November 27, 2008

More like me than I realized...

Some of the things I post here I write just for this blog; some of them grow out of my private journaling and I find that I want to share them. Occassionally, I will share something I've shared in our church newsletter - mostly because I'd like to offer it up for discussion, feedback, etc. That is the case with this post - from journaling to newsletter to you...

I have been pondering lately the frustrations in my life. Perhaps for you it’s the same – the things that you seem able to easily overlook in “normal” circumstances become annoyances or frustrations when the stress in your life is higher? I realized as I was dwelling on someone’s tendency toward being judgmental, how annoying I found that, etc – I realized that I was being judgmental about their judgmental-ness (ouch!). I believe it is true that the things that annoy, bother, frustrate us in others are most likely the things about our own self that need to be looked at.

I know that at times I make snap-judgments. It is too easy to forget to look to see what I really “know” and what I am simply assuming when I am emotionally tied to the issue or situation or person. Most of the time, I think, I do well taking the objective look at what is happening; attempting to make allowances and to see other possible sides of the issue, or see the situation from another person’s perspective (at least I hope I do!). Which, I guess, makes the times I don’t, the times I find myself judgmental all the more difficult to ignore.
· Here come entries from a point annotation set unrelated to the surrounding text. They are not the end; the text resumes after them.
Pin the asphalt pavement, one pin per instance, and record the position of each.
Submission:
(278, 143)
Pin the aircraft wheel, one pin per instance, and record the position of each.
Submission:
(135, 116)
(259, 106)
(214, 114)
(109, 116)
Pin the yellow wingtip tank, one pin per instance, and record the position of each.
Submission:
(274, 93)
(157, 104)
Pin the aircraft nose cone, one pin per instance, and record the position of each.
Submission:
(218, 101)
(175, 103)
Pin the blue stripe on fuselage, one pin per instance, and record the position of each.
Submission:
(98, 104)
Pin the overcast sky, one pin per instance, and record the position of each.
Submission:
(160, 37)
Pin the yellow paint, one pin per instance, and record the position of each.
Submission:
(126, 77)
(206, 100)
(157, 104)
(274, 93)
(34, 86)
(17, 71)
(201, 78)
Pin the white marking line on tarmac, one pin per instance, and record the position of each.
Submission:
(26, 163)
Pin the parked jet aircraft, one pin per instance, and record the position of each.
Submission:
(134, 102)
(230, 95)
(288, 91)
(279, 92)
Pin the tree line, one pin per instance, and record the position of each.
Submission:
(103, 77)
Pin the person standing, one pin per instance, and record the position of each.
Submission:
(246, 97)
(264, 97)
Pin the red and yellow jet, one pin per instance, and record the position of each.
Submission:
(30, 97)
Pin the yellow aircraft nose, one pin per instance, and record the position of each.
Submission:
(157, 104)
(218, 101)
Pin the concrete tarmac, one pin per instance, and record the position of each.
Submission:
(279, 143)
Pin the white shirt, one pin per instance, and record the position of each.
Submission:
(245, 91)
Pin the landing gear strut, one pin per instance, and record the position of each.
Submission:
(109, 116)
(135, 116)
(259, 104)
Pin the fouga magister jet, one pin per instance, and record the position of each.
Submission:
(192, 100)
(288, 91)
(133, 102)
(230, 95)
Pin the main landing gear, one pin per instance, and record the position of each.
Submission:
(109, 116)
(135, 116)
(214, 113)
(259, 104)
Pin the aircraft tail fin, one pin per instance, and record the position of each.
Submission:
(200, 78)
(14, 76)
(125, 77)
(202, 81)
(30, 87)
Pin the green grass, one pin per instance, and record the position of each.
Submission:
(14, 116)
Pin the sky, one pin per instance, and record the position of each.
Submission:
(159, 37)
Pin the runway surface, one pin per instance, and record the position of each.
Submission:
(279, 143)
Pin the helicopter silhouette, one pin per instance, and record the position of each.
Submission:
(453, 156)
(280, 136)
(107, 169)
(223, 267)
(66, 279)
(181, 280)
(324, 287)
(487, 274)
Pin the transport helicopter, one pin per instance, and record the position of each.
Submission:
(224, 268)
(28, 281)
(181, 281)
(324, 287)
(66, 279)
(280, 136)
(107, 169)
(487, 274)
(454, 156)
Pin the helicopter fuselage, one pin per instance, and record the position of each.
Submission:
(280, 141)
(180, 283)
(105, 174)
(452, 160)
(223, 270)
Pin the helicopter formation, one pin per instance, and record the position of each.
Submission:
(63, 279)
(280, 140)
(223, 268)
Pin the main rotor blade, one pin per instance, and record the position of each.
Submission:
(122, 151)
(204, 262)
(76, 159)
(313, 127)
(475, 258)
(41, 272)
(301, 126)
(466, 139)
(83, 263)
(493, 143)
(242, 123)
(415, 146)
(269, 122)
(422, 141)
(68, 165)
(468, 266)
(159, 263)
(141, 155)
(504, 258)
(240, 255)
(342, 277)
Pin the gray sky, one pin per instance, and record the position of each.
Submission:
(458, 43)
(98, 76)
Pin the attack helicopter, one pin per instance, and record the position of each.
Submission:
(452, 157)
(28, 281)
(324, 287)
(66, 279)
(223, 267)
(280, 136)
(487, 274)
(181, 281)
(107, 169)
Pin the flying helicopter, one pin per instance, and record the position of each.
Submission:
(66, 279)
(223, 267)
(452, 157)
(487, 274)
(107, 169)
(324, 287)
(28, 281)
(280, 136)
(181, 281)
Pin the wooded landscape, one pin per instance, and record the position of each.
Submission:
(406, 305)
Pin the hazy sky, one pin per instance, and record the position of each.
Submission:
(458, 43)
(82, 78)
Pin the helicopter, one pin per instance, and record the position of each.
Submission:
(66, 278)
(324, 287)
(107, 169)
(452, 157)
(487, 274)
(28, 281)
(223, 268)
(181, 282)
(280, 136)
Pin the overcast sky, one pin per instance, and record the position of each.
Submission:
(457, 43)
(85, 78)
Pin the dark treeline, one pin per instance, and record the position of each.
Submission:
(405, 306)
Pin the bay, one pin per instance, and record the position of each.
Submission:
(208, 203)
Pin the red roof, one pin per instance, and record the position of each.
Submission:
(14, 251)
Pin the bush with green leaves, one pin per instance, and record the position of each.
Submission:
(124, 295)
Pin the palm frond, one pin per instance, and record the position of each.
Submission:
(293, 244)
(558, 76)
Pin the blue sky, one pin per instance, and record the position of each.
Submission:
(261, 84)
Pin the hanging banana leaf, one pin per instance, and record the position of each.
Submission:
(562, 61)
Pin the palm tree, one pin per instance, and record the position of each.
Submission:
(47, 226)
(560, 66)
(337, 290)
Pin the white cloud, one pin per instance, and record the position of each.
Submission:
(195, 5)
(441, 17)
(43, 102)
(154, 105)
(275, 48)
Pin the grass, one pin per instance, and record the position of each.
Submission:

So how do we learn to stop judging? I think it’s about having a greater desire to listen and understand than to be heard or to be “right”. When I care more about understanding, then I allow space for dialog and room for others to be “right” too. Implicit in seeking to understand is the fact that I must believe that I do not have all the knowledge and that I am not in a position to judge. And, truly, none of us ever has all the knowledge. And, truly, none of us is ever in a position to judge – that is up to God. And, believe me, I’d rather be judged by God than by me. God is gracious and merciful and forgiving – always. God sees the essence of the person I am – not the outer layers or the works I do, but the beloved child he created – and then “judges” me based on that.

How I wish I could do that, always, when I look at, interact with, am in relationship with others. Marianne Williamson calls it “seeing another’s innocence”. When we seek to blame, we look for the guilt of others – perhaps at some level seeking to justify ourselves and to gain power. But when we seek to love and to understand, then we see the innocence of others. ... God help me desire to understand more than I desire to be “right.”

What do you do to stop yourself from judging or blaming where God calls us to understand?